Instagration Pt. 2: Scaling our infrastructure to multiple data centers

Published in

Instagram Engineering

8 min readNov 11, 2015

In 2013, about a year after we joined Facebook, 200m people were using Instagram every month and we were storing 20b photos. With no slow-down in sight, we began Instagration — our move from AWS servers to Facebook’s infrastructure. Two years later, Instagram has grown to be a community of 400 million monthly active users with 40b photos and videos, serving over a million requests per second. To keep supporting this growth, and to make sure the community has a reliable experience on Instagram, we decided to scale our infrastructure geographically. In this post, we’ll talk about why we expanded our infrastructure from one to three data centers and some of the technical challenges we met along the way.

Motivation

Mike Krieger, Instagram’s co-founder and CTO, recently wrote a post that included a story about the time in 2012 when a huge storm in Virginia brought down nearly half of our instances. The small team spent the next 36 hours rebuilding almost all of our infrastructure, which was an experience they never wanted to repeat. Natural disasters like this have the potential to temporarily or permanently damage a data center — and we need to make sure to sustain the loss with minimal impact on user experience.

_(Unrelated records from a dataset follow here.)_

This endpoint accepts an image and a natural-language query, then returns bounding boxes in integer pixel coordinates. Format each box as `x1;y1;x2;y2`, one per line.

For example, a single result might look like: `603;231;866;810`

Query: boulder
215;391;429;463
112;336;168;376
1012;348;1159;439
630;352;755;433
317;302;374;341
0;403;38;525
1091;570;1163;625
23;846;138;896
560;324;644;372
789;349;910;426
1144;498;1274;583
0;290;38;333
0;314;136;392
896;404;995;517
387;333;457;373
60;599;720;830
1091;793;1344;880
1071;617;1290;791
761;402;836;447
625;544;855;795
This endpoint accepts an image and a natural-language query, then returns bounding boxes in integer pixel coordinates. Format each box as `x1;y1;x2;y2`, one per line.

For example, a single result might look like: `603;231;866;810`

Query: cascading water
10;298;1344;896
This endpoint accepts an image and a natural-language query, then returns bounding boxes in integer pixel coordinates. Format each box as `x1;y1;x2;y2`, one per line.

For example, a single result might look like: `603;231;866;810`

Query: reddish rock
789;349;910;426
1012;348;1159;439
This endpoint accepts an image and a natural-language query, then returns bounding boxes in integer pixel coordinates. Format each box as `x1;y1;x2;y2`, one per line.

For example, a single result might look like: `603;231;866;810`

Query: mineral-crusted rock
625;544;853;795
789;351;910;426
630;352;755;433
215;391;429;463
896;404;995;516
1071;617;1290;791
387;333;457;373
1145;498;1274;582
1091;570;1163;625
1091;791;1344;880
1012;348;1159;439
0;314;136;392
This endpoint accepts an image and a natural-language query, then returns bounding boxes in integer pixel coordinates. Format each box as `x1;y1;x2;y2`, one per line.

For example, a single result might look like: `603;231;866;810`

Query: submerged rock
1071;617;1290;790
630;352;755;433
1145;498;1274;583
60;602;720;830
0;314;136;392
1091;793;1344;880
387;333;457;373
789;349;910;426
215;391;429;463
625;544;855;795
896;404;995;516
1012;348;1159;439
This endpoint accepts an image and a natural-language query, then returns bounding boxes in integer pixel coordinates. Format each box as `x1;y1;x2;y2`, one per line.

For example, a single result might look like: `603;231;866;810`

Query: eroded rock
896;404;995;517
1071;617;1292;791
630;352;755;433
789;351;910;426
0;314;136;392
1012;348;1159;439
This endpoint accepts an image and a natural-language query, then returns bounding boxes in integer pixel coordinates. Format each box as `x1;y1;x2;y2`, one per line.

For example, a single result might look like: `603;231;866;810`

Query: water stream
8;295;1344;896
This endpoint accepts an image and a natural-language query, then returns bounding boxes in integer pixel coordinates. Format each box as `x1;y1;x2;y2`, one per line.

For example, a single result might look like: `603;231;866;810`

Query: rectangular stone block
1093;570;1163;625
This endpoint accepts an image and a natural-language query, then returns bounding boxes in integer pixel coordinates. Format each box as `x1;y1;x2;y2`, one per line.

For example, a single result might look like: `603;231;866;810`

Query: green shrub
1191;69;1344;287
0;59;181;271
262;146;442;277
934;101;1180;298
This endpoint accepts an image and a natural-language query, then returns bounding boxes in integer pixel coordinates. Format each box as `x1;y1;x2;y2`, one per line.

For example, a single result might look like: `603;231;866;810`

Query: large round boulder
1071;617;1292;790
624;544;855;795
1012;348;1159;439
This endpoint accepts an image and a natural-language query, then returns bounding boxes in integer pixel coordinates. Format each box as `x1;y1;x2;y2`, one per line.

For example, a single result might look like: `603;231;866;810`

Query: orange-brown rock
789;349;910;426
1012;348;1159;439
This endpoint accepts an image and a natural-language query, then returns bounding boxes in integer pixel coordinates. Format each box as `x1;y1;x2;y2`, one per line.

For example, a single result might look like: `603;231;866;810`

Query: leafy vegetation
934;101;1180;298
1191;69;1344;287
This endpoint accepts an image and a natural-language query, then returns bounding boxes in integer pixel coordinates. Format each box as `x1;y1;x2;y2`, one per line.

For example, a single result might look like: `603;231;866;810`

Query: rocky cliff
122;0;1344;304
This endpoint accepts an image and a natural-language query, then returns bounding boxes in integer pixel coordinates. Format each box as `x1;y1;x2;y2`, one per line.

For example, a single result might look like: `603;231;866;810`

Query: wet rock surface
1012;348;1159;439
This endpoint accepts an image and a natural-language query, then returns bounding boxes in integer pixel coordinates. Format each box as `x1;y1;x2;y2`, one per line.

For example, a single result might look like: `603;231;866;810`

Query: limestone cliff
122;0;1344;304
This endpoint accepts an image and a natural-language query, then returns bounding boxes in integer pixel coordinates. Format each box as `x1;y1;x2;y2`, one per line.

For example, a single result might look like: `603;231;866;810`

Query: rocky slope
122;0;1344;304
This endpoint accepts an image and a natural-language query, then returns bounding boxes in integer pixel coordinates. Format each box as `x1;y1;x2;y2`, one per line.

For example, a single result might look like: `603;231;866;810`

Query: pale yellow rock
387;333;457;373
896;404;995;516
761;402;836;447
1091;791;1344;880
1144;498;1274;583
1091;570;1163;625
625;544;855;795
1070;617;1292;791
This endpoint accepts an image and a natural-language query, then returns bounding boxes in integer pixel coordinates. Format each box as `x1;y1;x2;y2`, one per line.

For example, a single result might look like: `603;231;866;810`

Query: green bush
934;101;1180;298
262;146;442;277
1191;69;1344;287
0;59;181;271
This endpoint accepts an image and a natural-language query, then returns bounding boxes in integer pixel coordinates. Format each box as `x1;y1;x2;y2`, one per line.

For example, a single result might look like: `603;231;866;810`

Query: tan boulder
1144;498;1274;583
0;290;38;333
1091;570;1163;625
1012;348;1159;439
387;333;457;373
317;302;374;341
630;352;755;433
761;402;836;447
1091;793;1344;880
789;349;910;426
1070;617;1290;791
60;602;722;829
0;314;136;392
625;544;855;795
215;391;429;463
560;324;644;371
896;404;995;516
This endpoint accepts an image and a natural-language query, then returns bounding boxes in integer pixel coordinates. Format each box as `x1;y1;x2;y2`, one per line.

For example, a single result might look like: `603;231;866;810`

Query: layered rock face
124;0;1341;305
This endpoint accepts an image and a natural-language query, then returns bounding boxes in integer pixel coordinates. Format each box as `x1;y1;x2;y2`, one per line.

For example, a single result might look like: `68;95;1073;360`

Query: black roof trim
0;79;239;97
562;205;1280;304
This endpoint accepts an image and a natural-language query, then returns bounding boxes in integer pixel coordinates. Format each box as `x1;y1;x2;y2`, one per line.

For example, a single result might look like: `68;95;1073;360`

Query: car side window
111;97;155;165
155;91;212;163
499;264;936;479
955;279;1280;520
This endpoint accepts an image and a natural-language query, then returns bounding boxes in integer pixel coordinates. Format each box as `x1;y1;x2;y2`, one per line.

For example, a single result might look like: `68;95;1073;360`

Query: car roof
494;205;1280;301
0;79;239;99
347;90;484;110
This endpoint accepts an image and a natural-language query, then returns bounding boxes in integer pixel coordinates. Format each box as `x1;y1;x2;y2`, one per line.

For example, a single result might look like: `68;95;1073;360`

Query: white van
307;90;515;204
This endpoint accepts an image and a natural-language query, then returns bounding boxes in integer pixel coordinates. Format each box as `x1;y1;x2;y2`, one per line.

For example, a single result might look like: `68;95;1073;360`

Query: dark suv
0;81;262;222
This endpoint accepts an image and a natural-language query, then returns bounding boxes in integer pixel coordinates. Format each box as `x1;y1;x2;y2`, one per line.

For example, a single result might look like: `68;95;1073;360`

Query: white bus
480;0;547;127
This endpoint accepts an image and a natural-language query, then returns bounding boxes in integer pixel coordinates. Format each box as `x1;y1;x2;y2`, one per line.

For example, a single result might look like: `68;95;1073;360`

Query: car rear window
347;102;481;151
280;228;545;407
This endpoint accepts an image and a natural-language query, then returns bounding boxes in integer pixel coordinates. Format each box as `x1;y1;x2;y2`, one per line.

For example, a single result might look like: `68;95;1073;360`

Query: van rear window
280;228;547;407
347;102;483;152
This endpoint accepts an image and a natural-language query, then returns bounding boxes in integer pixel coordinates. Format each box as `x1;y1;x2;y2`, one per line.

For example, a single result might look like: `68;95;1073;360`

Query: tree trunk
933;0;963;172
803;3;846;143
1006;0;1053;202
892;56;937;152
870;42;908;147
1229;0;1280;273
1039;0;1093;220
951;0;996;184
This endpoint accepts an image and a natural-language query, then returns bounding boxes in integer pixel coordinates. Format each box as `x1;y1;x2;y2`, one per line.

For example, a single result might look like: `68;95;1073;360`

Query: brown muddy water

Other motivations for scaling out geographically include:

Resilience to regional issues: More common than natural disasters are network disconnects, power issues, etc. For example, soon after we expanded our services to Oregon, one of the racks containing memcache and async tier servers was powered off, which caused large exceptions to user requests. With our new infrastructure in place, we were able to shift traffic away from the region to mitigate the issue while we recovered from the power failure.
Flexible capacity expansion: Facebook has a few data centers. It is much easier to expand Instagram’s capacity where it is available when our infrastructure is ready to expand beyond one region and even when there is considerable delay in network latency. It helps to make quick decisions on getting new features ready for users without having to scramble for infrastructure resources to support them.

From One to Two

So how did we start spreading things out? First let’s take a look at Instagram’s overall infrastructure stack.

The key to expanding to multiple data centers is to distinguish global data and local data. Global data needs to be replicated across data centers, while local data can be different for each region (for example, the async jobs created by web server would only be viewed in that region).

The next consideration is hardware resources. These can be roughly divided into three types: storage, computing and caching.

Storage

Instagram mainly uses two backend database systems: PostgreSQL and Cassandra. Both PostgreSQL and Cassandra have mature replication frameworks that work well as a globally consistent data store.

Global data neatly maps to data stored in these servers. The goal is to have eventual consistency of these data across data centers, but with potential delay. Because there are vastly more read than write operations, having read replica each region avoids cross data center reads from web servers.

Writing to PostgreSQL, however, still goes across data centers because they always write to the primary.

CPU Processing

Web servers, async servers are both easily distributed computing resources that are stateless, and only need to access data locally. Web servers can create async jobs that are queued by async message brokers, and then consumed by async servers, all in the same region.

Caching

The cache layer is the web servers’ most frequently accessed tier, and they need to be collocated within a data center to avoid user request latency. This means that updates to cache in one data center are not reflected in another data center, therefore creating a challenge for moving to multiple data centers.

Imagine a user commented on your newly posted photo. In the one data center case, the web server that served the request can just update the cache with the new comment. A follower will see the new comment from the same cache.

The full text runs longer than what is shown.